To enable log-based replication:

metadata:
  '*':
    replication-key: replication_key
    replication-method: LOG_BASED

Note that the tap currently only supports the replication key _id - the tap assumes that every collection in the database has an ObjectId field named _id, and that that field is indexed. If this is not true of your database, please open an issue with the tap.

Individual database collections may be selected using standard Meltano catalog selection. Note, though, that the field values which may be selected are not the fields on the database document, but rather the fields on the schema used by this tap. That is, while it is possible for example to opt out of the ns field:

select:
  - '!*.ns`

the document field will always contain the entirety of the database document. This is true for log-based replication as well, as the change stream in that case is opened with the option full_document="updateLookup". If you would prefer different behavior, please open an issue with the tap.

The tap-mongodb settings that are known to Meltano are documented below. To quickly find the setting you're looking for, click on any setting name from the list:

You can also list these settings using

meltano config
with the list subcommand:

meltano config tap-mongodb list

You can override these settings or specify additional ones in your meltano.yml by adding the settings key.

Please consider adding any settings you have defined locally to this definition on MeltanoHub by making a pull request to the YAML file that defines the settings for this plugin.

Allow Modify Change Streams (allow_modify_change_streams)

  • Environment variable: TAP_MONGODB_ALLOW_MODIFY_CHANGE_STREAMS
  • Default Value: false

In AWS DocumentDB (unlike MongoDB), change streams must be enabled specifically (see https://docs.aws.amazon.com/documentdb/latest/developerguide/change_streams.html#change_streams-enabling ). If attempting to open a change stream against a collection on which change streams have not been enabled, an OperationFailure error will be raised. If this property is set to True, when this error is seen, the tap will execute an admin command to enable change streams and then retry the read operation. Note: if this setting is enabled, the credential the tap is using must have the modifyChangeStreams permission. Second note: use of this setting, and of change streams in general, may incur additional costs in AWS DocumentDB.

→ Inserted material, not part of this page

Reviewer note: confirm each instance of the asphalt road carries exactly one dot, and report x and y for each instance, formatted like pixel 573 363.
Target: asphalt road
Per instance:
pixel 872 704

Configure this setting directly using the following Meltano command:

meltano config tap-mongodb set allow_modify_change_streams [value]

Database (database)

  • Environment variable: TAP_MONGODB_DATABASE

Database name from which records will be extracted.


Configure this setting directly using the following Meltano command:

meltano config tap-mongodb set database [value]

Datetime Conversion (datetime_conversion)

  • Environment variable: TAP_MONGODB_DATETIME_CONVERSION
  • Default Value: datetime

Parameter passed to MongoClient 'datetime_conversion' parameter. See documentation at https://pymongo.readthedocs.io/en/stable/examples/datetimes.html#handling-out-of-range-datetimes for details. The default value is 'datetime', which will throw a bson. Errors. InvalidBson error if a document contains a date outside the range of datetime. MINYEAR (year 1) to datetime. MAXYEAR (9999). The allowed values correspond to the enumeration members here: https://github.com/mongodb/mongo-python-driver/blob/e23eb7691e6e2905a77fc39a114d000ddf057e47/bson/codec_options.py#L192-L224 (they will be uppercased by the tap).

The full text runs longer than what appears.